Y comienzas a dar la pelea, echando toda la carne a la parrilla, explorando experiencias de personas cercanas que han pasado por situaciones similares o aún peores. Abres tu mente y comienzas a escuchar. Te das cuenta de que el cangrejo es prácticamente ubicuo. Te enteras de mucha gente en tus círculos de amigos y conocidos que vive con un cangrejo a cuestas. Y sientes que algo más te une con ellos. Y ahora ellos te miran diferente también.
No sólo tienes a tu familia nuclear contigo, también a tu familia extendida. Y los amigos que te has labrado a lo largo de la vida se hacen presentes. Muchos te acompañan en la cadenas de oración y algunos te visitan en la clínica.
No estás solo, después de todo.
Y de a poco las cosas comienzan a ir mejor.
Pasa un año, y dos, y tres, más de cinco años, y todo sigue bien. El cangrejo parece haberse quedado dormido. Sabes que sigue estando allí, pues aparece en las fotografías que te toman regularmente para controlarte, pero ahora él es el que está reducido a un rincón, ahí callado, recibiendo los golpes sin chistar.
Cada cierto tiempo algunas de esas personas que descubriste que tenían su propio cangrejo parten a su encuentro con el creador. Y lo lamentas profundamente, pues imaginas cómo se han de sentir sus esposas, sus hijos, sus hermanos y sus padres; pero a la vez te alegras, no sin cierta culpa, de que esta vez no haya sido tu turno.
Y agradeces haber tenido una nueva oportunidad de apreciar la vida. A veces sientes incluso que todo lo que estás viviendo desde que el cangrejo llegó es como un “bonus track” que estás aprendiendo a merecer y disfrutar.
Hasta que un día, en esa selfie que te tomas para controlarte, tu propio cangrejo no sale reducido a la mínima expresión.

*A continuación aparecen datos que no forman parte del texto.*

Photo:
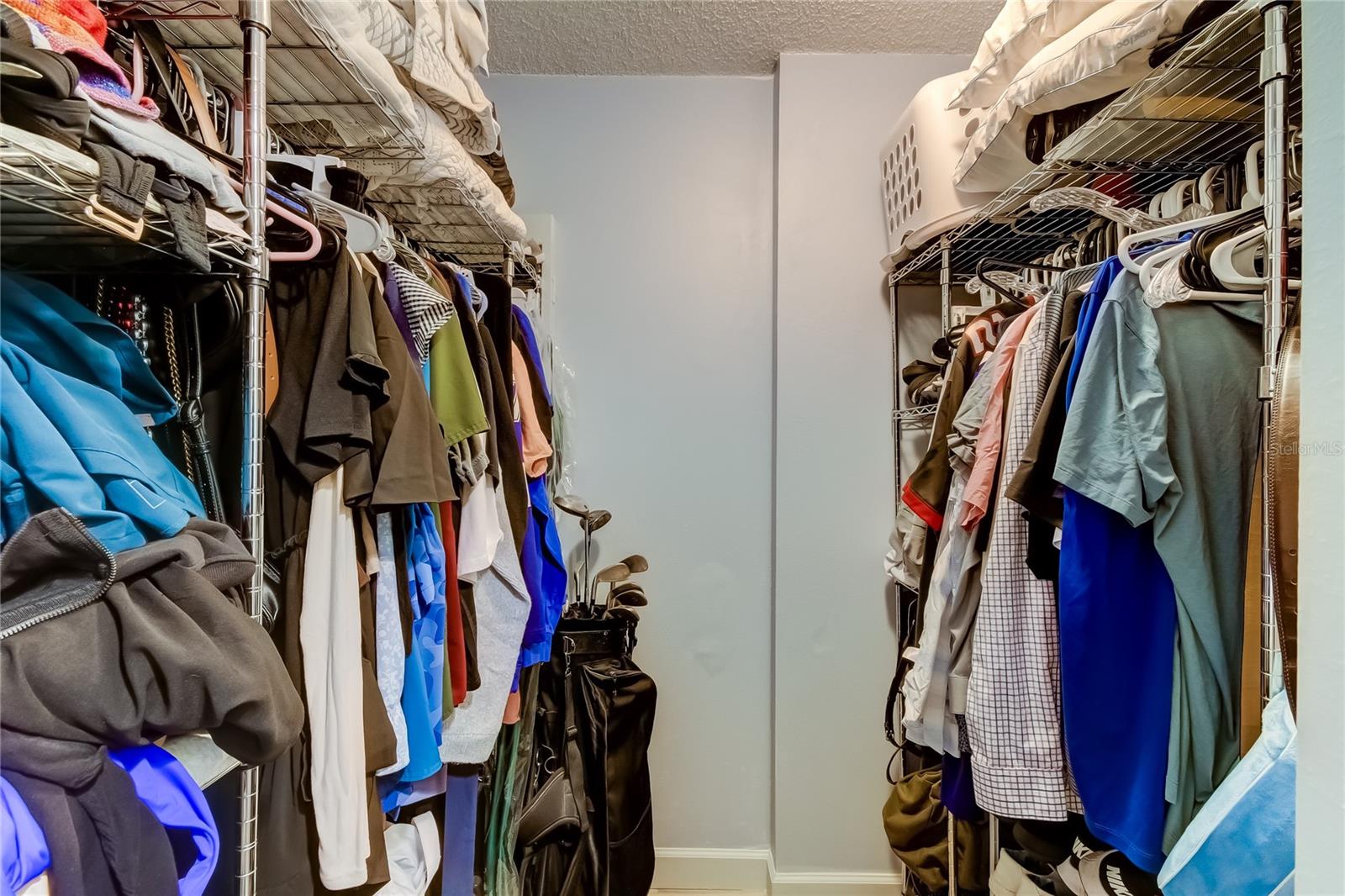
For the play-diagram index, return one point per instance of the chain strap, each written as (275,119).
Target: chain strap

Sino que aparece grande, rejuvenecido, como recién despertando de una reponedora siesta. Casi le oyes cantar “No estaba muerto, andaba de parranda…”.

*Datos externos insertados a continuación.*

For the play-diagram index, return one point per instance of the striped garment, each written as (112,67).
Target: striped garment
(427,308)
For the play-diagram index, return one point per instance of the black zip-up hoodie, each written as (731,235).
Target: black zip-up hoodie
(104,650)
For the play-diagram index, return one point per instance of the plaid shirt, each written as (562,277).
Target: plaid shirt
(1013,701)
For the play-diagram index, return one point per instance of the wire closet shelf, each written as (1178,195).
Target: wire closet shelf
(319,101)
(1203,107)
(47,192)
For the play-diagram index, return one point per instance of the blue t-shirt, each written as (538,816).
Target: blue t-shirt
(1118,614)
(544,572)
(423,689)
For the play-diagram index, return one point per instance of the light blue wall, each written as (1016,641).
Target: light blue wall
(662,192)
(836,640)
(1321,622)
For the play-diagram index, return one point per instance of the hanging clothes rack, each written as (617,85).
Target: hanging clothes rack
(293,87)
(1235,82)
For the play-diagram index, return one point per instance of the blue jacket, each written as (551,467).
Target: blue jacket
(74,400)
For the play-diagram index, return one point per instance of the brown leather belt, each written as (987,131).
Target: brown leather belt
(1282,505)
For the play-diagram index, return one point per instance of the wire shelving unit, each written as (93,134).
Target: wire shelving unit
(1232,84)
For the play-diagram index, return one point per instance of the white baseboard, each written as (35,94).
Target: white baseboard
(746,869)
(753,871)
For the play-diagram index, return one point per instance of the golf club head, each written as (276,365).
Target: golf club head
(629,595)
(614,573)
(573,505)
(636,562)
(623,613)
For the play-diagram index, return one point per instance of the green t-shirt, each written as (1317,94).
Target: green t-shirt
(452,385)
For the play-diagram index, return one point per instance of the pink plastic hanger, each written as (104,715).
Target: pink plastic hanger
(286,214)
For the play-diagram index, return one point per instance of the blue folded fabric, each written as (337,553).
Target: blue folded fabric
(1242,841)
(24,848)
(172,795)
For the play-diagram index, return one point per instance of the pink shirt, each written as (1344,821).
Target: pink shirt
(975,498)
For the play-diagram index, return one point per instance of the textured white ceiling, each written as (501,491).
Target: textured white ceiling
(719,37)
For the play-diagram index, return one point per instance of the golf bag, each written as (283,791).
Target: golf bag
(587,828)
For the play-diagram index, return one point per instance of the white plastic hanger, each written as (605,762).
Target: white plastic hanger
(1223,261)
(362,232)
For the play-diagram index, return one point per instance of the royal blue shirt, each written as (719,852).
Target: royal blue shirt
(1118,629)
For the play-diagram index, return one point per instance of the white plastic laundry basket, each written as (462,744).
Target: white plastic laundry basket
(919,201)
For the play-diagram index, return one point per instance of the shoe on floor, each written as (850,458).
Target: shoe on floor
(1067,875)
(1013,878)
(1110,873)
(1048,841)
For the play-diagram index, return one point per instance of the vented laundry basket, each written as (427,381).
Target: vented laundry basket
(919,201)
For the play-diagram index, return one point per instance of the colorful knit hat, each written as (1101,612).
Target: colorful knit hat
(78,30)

Y vuelves a sentir el golpe y el escalofrío, la rabia y el miedo, la injusticia y la soledad. Todo se repite. Pero esta vez más veloz e intensamente que la ocasión anterior. Es como una pasada en cámara rápida de las mismas emociones y sensaciones de la primera vez, cuando el cangrejo anunció su visita. Porque vino para quedarse, y siempre lo supiste aunque querías creer que lo tenías dominado.

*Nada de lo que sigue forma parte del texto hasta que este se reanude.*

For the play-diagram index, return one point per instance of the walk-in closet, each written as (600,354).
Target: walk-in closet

Y acusas el golpe y te pones de pie, una vez más, porque sabes que no estás solo, y que habrá nuevos tratamientos, nuevas terapias complementarias y nuevas cadenas de oración, porque tirarás de nuevo toda la carne a la parrilla, para mostrarle a tu cangrejo que ambos pueden seguir viviendo juntos y en paz por muchos años. Después de todo, él también te necesita.
Ya, cangrejo mío, aquí vamos otra vez. Péinate y ponte un buen traje, que saldremos de paseo.